Camilla Christoforou purchased Pretty Special, a daughter of Resolve-Pretty Craft, from the consignment of Deal and Ashley Wilson who also raised the youngster. The filly has a trio of siblings that have banked in excess of $100,000 including half-brother Publicity Seeker (1:55.2 - $262,825).

Hip 149 Century Jazz, a Bettors Delight-Strike A Chord colt, was a $56,000 purchase by Gestion Jean Yves Blais Inc of Montreal, QC. Consigned and raised by Century Spring Farms, he’s he full brother to the stakes-winning Century Invictus (1:55.2 - $29,691).

Hip 142 Northern Charlotte, consigned by Erinwood Equine Inc. and raised by Northfields Farm Inc., was a $55,000 purchase by Camilla Christoforou. The Muscle Mass filly is the second foal out of Shestheonetowatch. She’s a sister to a set of $100,000 winners including Drama Free (1:55.1 - $202,811).

Hip 152 Century Jupiter brought a final bid of $50,000 from George Millar of Stouffville, Ont. The Bettors Delight-Sunshine Patriot colt is the half-brother to Ladylike (1:53.2 - $105,858).

In total, 146 yearlings were sold for total sales of $4,357,000 and an average price of $29,842. Last year saw 102 yearlings sell for $3,312,990 and an average price of $32,480.

"I think that the horses sold fairly, and that there were good prices for what was offered," said sale manager Ann Straatman. "I think that the consignors would be happy with the prices they got. Everybody wants a little more, but I think that the buyers were happy too with the prices they had to pay and the horses that were available."

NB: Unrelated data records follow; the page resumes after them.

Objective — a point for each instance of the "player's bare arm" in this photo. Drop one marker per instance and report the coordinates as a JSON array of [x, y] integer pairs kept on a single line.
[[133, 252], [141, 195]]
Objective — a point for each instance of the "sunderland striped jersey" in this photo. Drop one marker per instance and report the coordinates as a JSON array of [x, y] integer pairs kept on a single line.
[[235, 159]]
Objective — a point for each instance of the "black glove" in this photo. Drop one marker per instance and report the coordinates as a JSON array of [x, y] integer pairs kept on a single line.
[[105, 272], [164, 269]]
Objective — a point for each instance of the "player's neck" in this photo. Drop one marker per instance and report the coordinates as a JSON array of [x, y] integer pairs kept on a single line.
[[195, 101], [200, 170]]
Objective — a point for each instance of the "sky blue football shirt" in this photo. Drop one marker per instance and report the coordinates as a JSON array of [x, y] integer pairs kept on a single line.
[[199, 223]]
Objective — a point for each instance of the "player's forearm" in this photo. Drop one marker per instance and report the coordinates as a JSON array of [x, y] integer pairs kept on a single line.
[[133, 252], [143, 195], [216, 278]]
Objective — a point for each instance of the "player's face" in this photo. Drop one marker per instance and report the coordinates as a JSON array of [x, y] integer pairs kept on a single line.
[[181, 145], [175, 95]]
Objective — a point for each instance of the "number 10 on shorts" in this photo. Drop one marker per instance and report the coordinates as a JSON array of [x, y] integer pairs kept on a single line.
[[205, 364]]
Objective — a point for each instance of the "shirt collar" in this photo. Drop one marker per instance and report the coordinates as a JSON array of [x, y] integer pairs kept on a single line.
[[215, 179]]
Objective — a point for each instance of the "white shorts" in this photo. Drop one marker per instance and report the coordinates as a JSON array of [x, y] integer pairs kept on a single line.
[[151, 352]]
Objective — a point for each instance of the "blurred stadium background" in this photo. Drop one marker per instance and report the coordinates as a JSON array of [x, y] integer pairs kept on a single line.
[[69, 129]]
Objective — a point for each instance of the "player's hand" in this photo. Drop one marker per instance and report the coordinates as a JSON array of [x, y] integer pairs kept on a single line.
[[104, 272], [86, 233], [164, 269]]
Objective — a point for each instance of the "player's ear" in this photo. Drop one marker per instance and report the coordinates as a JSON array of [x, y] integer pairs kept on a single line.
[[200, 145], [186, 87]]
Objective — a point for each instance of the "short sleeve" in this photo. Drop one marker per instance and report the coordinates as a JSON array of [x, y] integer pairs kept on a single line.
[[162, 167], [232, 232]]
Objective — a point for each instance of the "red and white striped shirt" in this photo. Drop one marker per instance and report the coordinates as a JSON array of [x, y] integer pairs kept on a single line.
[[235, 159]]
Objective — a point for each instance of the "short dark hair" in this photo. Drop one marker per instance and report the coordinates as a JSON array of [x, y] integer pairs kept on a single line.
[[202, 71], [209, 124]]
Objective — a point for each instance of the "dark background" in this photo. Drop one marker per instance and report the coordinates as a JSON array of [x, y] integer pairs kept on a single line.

Straatman was pleased to see the activity on the bidding side, a much different element from the traditional live auction setting.

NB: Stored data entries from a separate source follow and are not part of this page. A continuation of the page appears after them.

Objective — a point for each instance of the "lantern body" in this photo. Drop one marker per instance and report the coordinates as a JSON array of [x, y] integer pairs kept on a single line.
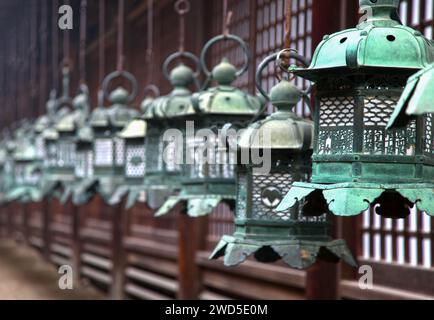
[[108, 147], [27, 168], [210, 180], [133, 136], [165, 117], [357, 160], [298, 239]]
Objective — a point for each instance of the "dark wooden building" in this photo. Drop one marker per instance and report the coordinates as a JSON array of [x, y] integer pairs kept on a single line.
[[130, 253]]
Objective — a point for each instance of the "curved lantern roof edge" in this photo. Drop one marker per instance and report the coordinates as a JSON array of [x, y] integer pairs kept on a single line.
[[372, 44], [417, 98]]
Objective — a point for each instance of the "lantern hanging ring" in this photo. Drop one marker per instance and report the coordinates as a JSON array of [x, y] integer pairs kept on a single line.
[[292, 54], [120, 74], [181, 54], [225, 37], [151, 89], [182, 7]]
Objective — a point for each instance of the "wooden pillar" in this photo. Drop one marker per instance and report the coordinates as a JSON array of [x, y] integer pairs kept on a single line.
[[191, 238], [76, 220], [119, 228]]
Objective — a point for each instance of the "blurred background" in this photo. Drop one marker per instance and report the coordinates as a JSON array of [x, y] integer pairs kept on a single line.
[[144, 254]]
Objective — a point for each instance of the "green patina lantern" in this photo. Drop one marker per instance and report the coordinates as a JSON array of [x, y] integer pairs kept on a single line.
[[164, 170], [108, 147], [8, 146], [134, 136], [58, 164], [209, 180], [286, 141], [360, 75], [75, 148], [27, 167], [417, 100]]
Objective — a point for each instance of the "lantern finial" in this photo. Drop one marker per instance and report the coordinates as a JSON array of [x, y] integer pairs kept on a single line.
[[380, 10], [181, 76]]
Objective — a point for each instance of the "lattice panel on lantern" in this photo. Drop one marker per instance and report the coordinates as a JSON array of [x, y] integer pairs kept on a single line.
[[241, 195], [153, 147], [404, 241], [19, 173], [40, 146], [51, 159], [103, 152], [119, 151], [429, 134], [336, 125], [66, 156], [135, 157], [378, 140], [80, 165], [197, 169], [268, 191]]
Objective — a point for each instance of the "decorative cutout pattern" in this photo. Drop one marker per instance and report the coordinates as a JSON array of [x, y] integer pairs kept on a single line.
[[135, 157], [103, 152], [336, 122], [378, 140], [280, 182]]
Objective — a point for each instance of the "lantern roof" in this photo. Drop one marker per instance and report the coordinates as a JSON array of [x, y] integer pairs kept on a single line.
[[135, 129], [417, 98], [280, 130], [381, 41], [118, 114], [178, 102]]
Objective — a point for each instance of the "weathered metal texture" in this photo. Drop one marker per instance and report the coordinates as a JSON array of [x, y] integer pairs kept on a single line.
[[360, 75], [163, 175], [108, 148], [209, 182], [296, 238], [27, 168], [416, 100]]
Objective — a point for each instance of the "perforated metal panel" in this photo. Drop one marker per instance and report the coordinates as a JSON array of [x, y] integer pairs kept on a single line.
[[336, 125], [40, 147], [429, 134], [378, 140], [268, 192], [197, 169], [241, 196], [19, 173], [153, 148], [51, 158], [103, 152], [135, 157], [66, 156], [80, 164], [172, 153]]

"Very active bidding, a lot of participation. Every horse that was auctioned had multiple bids, right to the end, and even past their time...a lot of people trying out some strategies on what would get their opponent to stop bidding, I think. And I'm not exactly sure what works, but it's like a big reveal at the end, who you are bidding against if you were not the successful bidder. So I think there's that element of surprise, and I'm really happy with the participation. There were quite a few new buyers, so thrilled to have more people trying this type of venue."

Going forward, Straatman stated that there's a good chance the London sale will continue to embrace a virtual audience in some form.

"I want to be able to speak to the buyers and consignors, just to get a perspective from both sides. I've had a lot of positive feedback this year, which I'm really happy about. I do think that this is something that will always be incorporated into the London sale, and it's just a matter of how we structure it going forward but, like I said, we certainly want to get feedback from consignors and buyers.

"Most of the sales have adopted both, being able to bid online and in person. It's a speed auction then using an auctioneer, whereas this [online auction] is more methodical. You do have the time to decide if you're going to bid again, whereas at a live sale it's much quicker."

Straatman noted that the average of just under $30,000 average this year, compared with $32,480 one year ago, is still an "excellent" number.

"I'm so happy with the number of horses we had, the number of consignors and new consignors who tried it this year, and the participation from the buyers, of course, is paramount to being successful."